Dönmeyi düşündüler
|Gündüz Emre Yastı|
“Bakın efendiler, burada
düğmesi kopuk bir mebus, on-beş yaşında bir nefer, bebesini kağnısında büyüten
bir millet var!
Size süslü kelimeler etmeyeceğim.
Dönmeyi düşünmediler demeyeceğim misal.
Çünkü dönmeyi düşündüler.
Analarını, babalarını, yavrularını düşündüler, yüzüne bakmaya kıyamadıkları
yavuklularını düşündüler.
Sabanı düşündüler misal, bir tas tarhana komak için sofraya, sabah akşam çektikleri sabanı. Sürdükleri tarlayı, yuğdukları yüreği düşündüler bir nazlı bakışın karşısında.
Ama düşündüler beyler, dönmeyi düşündüler. Dönüp de vatanı nasıl kurtardıklarını alıp oğullarını kızlarını kucaklarına, kurulup baş köşeye anlatmayı düşündüler, kucaklarında ölen garındaşlarının acısını sır belleyip, bir teheccüd secdesinde gizli gizli ağlamayı düşündüler.
Lakin kaçmayı asla düşünmediler!
Bakmadılar beriye, korktular, korktular her insan gibi.
Ama korkan yüreklerine döndüler de “La Tahzen!” Dediler. Bellediler,
şehid diriydi, saçları kınalıydı, Çanakkale Konyaydı, Trabzondu, Mekkeydi,
Kudüstü.
Anaydı Çanakkale, babaydı, namustu, ardı.
İmandı..
Dedim ya, size süslü kelimeler
etmeyeceğim.
Şunu diyeceğim yalnız;
Yapmaları gerekeni yaptılar.
Bu İmanı , bu şuuru bir nişan gibi taşıyıp, kim ola göğsünü etmeye cihana siper?
Sen ey şehidim, güzel yüzlü, pak alınlı şehidim. Anasının öpmelere kıyamadığı, yarinin beklemeyi bırakmadığı şehidim.
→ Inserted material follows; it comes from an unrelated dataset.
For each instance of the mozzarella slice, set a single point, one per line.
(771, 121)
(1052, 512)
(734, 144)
Sevgilim,Aslanım, Yiğidim.
Allah hepinizden razı olsun, vatan
size minnettardır, ümmet size minnettardır, mazlum size minnettardır. İte
çakala bağrını duvar yapan ne millet varsa hepsi size minnettardır.
Allah şehadetinizi kabul eylesin, şuurunuzdan nasip eylesin.”
“Vurulup tertemiz alnından,
uzanmış yatıyor,
Bir hilâl uğruna, yâ Rab, ne güneşler batıyor!
Ey, bu topraklar için toprağa düşmüş asker!
Gökten ecdâd inerek öpse o pâk alnı değer.
Ne büyüksün ki kanın kurtarıyor tevhidi…
Bedr’in arslanları ancak, bu kadar şanlı idi.
Sana dar gelmiyecek makberi kimler kazsın?
‘Gömelim gel seni tarihe’ desem, sığmazsın.